El yayo, las magdalenas y el baile

Si tengo que relacionar a mi abuelo con algo gastronómico, lo haría con tres cosas (y no necesariamente comidas): la redoma (lo que viene siendo un porrón) que llenaba de vino tinto y gaseosa en cada comida, el culo del pepino que se colocaba en su despejada frente en verano, para refrescar, ya se sabe, y las magdalenas.

Mi abuelo era capaz de comerse una bolsa entera de magdalenas al día. Y no magdalenas pequeñas o de esas industriales, sino magdalenas de buen tamaño, de las que se hacen en el horno del pueblo y cuya receta publicamos hace un tiempo.

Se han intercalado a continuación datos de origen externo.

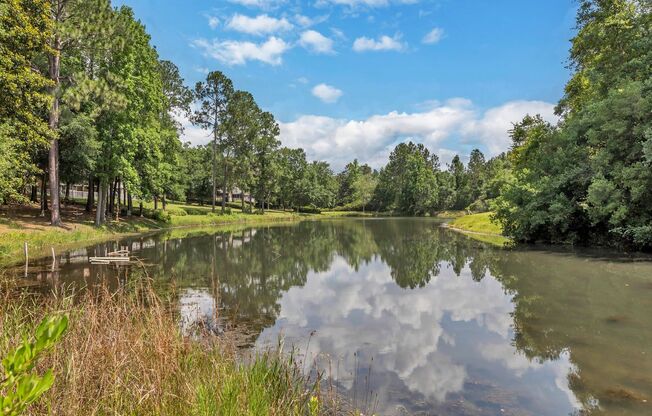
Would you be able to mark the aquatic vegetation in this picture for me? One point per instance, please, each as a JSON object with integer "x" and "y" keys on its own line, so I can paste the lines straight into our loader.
{"x": 124, "y": 353}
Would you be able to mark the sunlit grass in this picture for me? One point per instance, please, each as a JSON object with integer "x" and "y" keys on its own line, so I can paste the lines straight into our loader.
{"x": 478, "y": 223}
{"x": 125, "y": 354}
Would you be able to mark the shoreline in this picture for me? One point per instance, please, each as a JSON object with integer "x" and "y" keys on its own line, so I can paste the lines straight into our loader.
{"x": 40, "y": 242}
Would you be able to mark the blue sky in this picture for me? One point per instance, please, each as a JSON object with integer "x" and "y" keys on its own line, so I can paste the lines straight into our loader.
{"x": 352, "y": 78}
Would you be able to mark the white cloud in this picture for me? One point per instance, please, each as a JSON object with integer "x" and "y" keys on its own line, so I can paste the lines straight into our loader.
{"x": 384, "y": 43}
{"x": 491, "y": 129}
{"x": 316, "y": 42}
{"x": 371, "y": 140}
{"x": 363, "y": 3}
{"x": 263, "y": 4}
{"x": 259, "y": 25}
{"x": 434, "y": 36}
{"x": 306, "y": 21}
{"x": 326, "y": 93}
{"x": 232, "y": 52}
{"x": 213, "y": 22}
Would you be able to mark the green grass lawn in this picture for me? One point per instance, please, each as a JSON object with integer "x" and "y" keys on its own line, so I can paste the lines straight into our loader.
{"x": 477, "y": 223}
{"x": 24, "y": 226}
{"x": 480, "y": 227}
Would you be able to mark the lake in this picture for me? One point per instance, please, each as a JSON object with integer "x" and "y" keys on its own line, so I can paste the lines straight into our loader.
{"x": 407, "y": 317}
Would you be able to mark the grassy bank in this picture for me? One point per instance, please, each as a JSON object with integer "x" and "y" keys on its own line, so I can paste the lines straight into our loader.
{"x": 24, "y": 225}
{"x": 480, "y": 227}
{"x": 125, "y": 354}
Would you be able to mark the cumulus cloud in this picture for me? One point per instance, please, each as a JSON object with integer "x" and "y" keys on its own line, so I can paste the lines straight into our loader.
{"x": 232, "y": 52}
{"x": 371, "y": 140}
{"x": 434, "y": 36}
{"x": 305, "y": 21}
{"x": 326, "y": 93}
{"x": 491, "y": 129}
{"x": 213, "y": 22}
{"x": 259, "y": 25}
{"x": 441, "y": 126}
{"x": 363, "y": 3}
{"x": 384, "y": 43}
{"x": 316, "y": 42}
{"x": 263, "y": 4}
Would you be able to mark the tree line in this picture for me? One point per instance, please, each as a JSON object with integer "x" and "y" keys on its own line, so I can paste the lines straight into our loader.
{"x": 584, "y": 180}
{"x": 84, "y": 97}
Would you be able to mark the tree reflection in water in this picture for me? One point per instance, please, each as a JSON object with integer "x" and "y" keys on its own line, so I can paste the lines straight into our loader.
{"x": 453, "y": 326}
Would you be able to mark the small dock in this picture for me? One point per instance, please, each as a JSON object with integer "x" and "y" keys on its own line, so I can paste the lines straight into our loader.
{"x": 115, "y": 257}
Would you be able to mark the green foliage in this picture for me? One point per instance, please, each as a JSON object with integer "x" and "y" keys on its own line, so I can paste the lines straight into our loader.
{"x": 20, "y": 386}
{"x": 588, "y": 180}
{"x": 309, "y": 210}
{"x": 25, "y": 27}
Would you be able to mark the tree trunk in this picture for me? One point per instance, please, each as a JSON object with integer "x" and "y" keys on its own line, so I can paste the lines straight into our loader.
{"x": 214, "y": 174}
{"x": 91, "y": 194}
{"x": 224, "y": 188}
{"x": 34, "y": 195}
{"x": 100, "y": 205}
{"x": 117, "y": 211}
{"x": 44, "y": 196}
{"x": 112, "y": 194}
{"x": 54, "y": 68}
{"x": 105, "y": 201}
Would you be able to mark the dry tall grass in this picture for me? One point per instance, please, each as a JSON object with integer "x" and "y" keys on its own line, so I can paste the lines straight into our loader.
{"x": 124, "y": 354}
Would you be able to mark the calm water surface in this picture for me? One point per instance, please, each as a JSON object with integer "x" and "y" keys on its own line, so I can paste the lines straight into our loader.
{"x": 413, "y": 317}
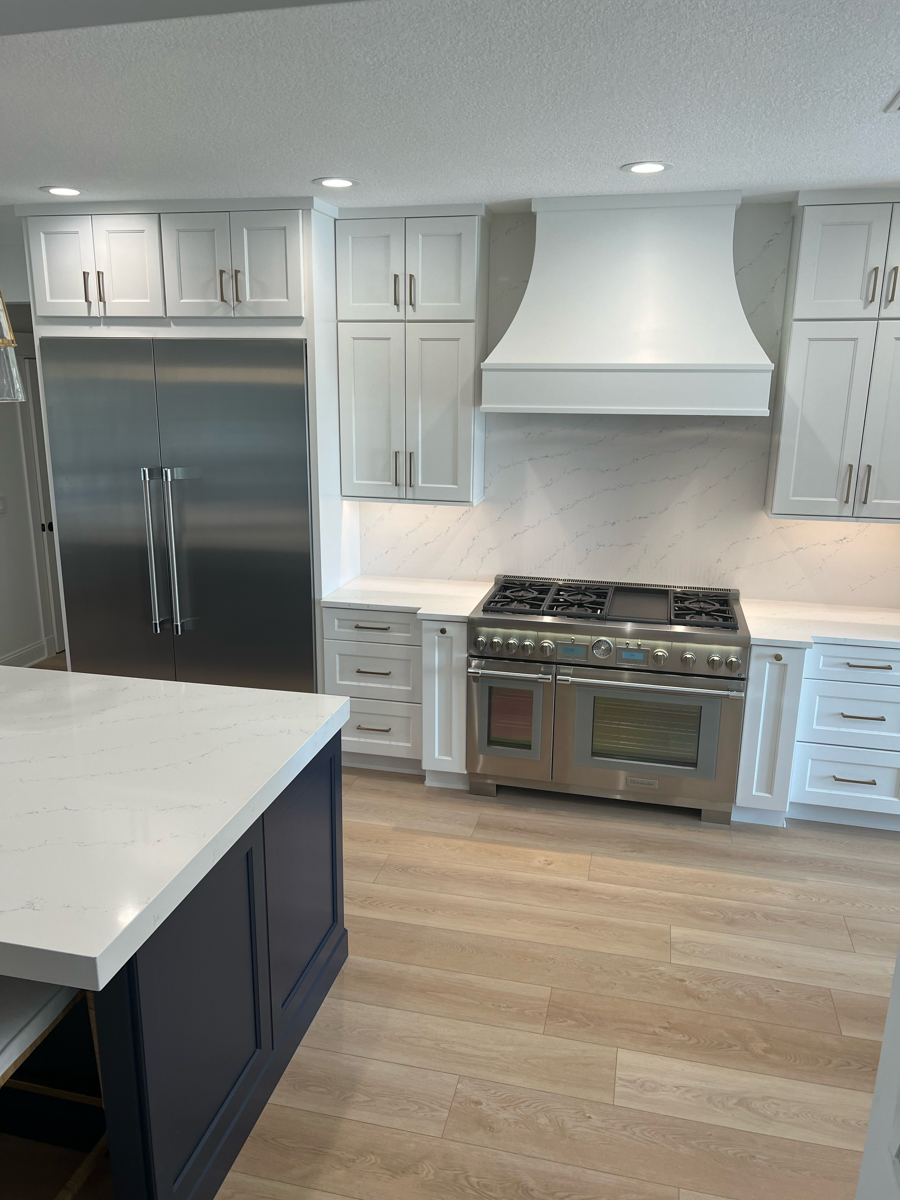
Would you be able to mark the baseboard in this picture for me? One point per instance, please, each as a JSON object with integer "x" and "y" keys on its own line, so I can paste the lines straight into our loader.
{"x": 828, "y": 815}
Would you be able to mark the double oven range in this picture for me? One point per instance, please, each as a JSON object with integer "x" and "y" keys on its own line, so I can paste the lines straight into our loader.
{"x": 609, "y": 689}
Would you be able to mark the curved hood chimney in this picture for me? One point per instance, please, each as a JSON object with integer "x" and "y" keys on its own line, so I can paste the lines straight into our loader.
{"x": 631, "y": 307}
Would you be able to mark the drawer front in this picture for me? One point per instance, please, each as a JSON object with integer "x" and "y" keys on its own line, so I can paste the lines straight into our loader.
{"x": 850, "y": 714}
{"x": 382, "y": 726}
{"x": 373, "y": 671}
{"x": 856, "y": 664}
{"x": 369, "y": 625}
{"x": 846, "y": 778}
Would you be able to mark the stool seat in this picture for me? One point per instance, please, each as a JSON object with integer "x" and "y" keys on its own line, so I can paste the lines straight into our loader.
{"x": 28, "y": 1011}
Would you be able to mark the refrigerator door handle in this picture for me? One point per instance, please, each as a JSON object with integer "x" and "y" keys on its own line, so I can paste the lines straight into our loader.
{"x": 145, "y": 475}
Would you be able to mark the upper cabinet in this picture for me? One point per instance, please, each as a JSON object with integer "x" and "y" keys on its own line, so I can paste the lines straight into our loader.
{"x": 407, "y": 268}
{"x": 841, "y": 265}
{"x": 177, "y": 264}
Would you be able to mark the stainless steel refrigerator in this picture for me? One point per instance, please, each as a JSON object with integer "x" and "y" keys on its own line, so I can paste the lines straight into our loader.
{"x": 180, "y": 472}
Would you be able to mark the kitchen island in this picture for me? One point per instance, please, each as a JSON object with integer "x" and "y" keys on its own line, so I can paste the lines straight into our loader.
{"x": 175, "y": 850}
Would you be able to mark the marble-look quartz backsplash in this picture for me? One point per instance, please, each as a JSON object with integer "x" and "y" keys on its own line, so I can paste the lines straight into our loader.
{"x": 639, "y": 498}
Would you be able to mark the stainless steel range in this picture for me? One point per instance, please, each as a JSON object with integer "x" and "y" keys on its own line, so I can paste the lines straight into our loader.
{"x": 609, "y": 689}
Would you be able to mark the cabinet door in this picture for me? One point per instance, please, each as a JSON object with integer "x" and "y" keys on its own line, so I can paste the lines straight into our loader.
{"x": 371, "y": 397}
{"x": 841, "y": 263}
{"x": 879, "y": 485}
{"x": 773, "y": 701}
{"x": 441, "y": 411}
{"x": 267, "y": 264}
{"x": 370, "y": 269}
{"x": 442, "y": 264}
{"x": 197, "y": 264}
{"x": 891, "y": 295}
{"x": 444, "y": 681}
{"x": 63, "y": 267}
{"x": 129, "y": 264}
{"x": 826, "y": 389}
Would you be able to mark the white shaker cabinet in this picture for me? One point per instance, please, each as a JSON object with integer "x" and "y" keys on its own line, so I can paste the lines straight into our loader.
{"x": 840, "y": 270}
{"x": 370, "y": 263}
{"x": 771, "y": 711}
{"x": 197, "y": 264}
{"x": 63, "y": 267}
{"x": 444, "y": 664}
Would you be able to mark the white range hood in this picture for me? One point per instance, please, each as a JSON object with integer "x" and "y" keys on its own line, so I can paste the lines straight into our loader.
{"x": 631, "y": 307}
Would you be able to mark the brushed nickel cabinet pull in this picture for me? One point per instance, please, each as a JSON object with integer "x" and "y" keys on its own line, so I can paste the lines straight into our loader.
{"x": 875, "y": 286}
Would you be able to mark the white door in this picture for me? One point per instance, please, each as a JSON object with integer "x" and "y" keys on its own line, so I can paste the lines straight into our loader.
{"x": 441, "y": 411}
{"x": 126, "y": 249}
{"x": 879, "y": 486}
{"x": 841, "y": 262}
{"x": 442, "y": 268}
{"x": 826, "y": 389}
{"x": 370, "y": 269}
{"x": 197, "y": 264}
{"x": 371, "y": 399}
{"x": 63, "y": 267}
{"x": 267, "y": 264}
{"x": 891, "y": 295}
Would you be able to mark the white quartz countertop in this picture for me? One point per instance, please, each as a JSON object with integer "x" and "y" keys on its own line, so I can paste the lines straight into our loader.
{"x": 793, "y": 623}
{"x": 431, "y": 599}
{"x": 118, "y": 796}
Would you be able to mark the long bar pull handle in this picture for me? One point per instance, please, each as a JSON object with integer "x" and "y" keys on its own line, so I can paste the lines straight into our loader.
{"x": 868, "y": 481}
{"x": 150, "y": 549}
{"x": 167, "y": 477}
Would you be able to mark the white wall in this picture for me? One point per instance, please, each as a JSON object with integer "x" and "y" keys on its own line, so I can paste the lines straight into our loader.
{"x": 652, "y": 499}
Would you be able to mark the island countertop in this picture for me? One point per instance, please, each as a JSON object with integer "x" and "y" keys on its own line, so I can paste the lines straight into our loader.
{"x": 119, "y": 796}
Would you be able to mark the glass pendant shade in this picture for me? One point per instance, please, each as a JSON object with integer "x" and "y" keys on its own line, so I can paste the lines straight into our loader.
{"x": 10, "y": 379}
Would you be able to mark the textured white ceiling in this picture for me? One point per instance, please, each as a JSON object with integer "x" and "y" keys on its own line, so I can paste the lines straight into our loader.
{"x": 429, "y": 101}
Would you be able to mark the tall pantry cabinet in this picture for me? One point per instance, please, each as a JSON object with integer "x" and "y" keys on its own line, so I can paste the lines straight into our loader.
{"x": 837, "y": 438}
{"x": 412, "y": 323}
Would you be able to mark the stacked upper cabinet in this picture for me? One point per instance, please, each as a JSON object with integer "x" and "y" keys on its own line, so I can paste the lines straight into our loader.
{"x": 411, "y": 306}
{"x": 175, "y": 264}
{"x": 837, "y": 442}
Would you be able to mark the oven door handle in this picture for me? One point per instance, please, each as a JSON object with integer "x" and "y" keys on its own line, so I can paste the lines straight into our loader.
{"x": 651, "y": 687}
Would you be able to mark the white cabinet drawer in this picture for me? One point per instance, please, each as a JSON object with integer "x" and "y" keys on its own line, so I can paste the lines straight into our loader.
{"x": 846, "y": 778}
{"x": 856, "y": 664}
{"x": 373, "y": 672}
{"x": 371, "y": 625}
{"x": 385, "y": 727}
{"x": 850, "y": 714}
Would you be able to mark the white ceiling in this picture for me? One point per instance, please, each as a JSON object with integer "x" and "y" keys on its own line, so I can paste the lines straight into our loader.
{"x": 438, "y": 101}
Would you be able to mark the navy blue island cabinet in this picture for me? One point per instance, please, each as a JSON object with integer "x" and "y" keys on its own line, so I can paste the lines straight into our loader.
{"x": 198, "y": 1026}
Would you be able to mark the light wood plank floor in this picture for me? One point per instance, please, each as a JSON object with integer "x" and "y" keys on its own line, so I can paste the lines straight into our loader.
{"x": 551, "y": 999}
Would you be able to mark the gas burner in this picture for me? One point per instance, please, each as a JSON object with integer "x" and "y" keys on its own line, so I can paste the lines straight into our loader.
{"x": 701, "y": 609}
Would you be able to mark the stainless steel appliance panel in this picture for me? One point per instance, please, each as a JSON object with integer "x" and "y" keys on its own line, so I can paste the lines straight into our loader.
{"x": 233, "y": 431}
{"x": 102, "y": 427}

Si de mi abuela paterna heredamos la avidez por la comida, de mi abuelo materno llevamos en el ADN el gusto por lo dulce. Le privaba de un modo exagerado. Recuerdo una fiesta de guardar, todos en su casa y él sin apenas apetito, hasta que llegó el postre, claro. Era algo tipo flan o puding, bastante dulzón. Se comió toda la bandeja.

Y si a pesar de las calorías que todo eso podía llevar, mi abuelo tenía un tipín, era porque lo que de verdad le gustaba, por encima de todo, era bailar. Bailar y bailar, sin descanso. En el momento que fuera, donde estuviera y lo que sonara. En cuanto escuchaba unas notas musicales allá que se arrancaba, y si estabas cerca te cogía, y yo encantada. ¡Siempre serás mi pareja preferida en los pasodobles de los bailes!